In a pair of recent decisions — Lafler v. Cooper and Missouri v. Frye — the U.S. Supreme Court held that criminal defendants have the right to effective assistance of counsel during the plea-bargaining process, the means by which 97 percent of federal cases and 94 percent of state cases are resolved. Legal scholars were quick to describe the decisions as “bold” and “huge.” See Erica Goode, “Stronger Hand for Judges in the ‘Bazaar’ of Plea Deals,” N.Y. Times, March 22, 2012, at A12. Wesley M. Oliver, a professor at Widener University School of Law, even went so far as to assert that Lafler and Frye “constitute the single greatest revolution in the criminal justice system since Gideon v. Wainwright,” the landmark 1963 case in which the Supreme Court held that criminal defendants must be provided an attorney when they can’t afford to hire their own. See Adam Liptak, “Justices’ Ruling Expands Rights of Accused in Plea Bargains,” N.Y. Times, March 21, 2012, at A1.

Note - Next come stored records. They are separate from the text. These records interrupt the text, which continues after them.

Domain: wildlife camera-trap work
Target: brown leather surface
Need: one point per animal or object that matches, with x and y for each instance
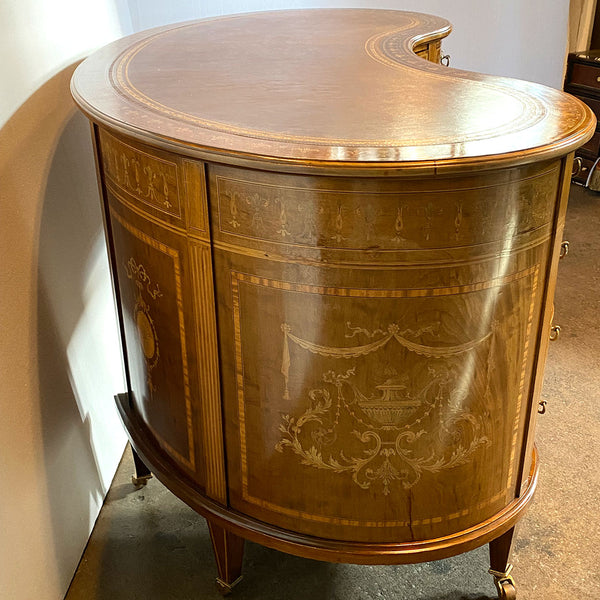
(322, 85)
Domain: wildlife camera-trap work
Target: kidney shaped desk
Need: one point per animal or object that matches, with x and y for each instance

Lafler and Frye no doubt provide an important remedy to criminal defendants who didn’t receive effective assistance from their lawyers in plea negotiations and, thus, were subjected to less favorable outcomes. But neither decision provides any real support to attorneys actually looking to effectively help their clients decide whether or not to go to trial. Rather, only changes in the rules governing governmental disclosure obligations will.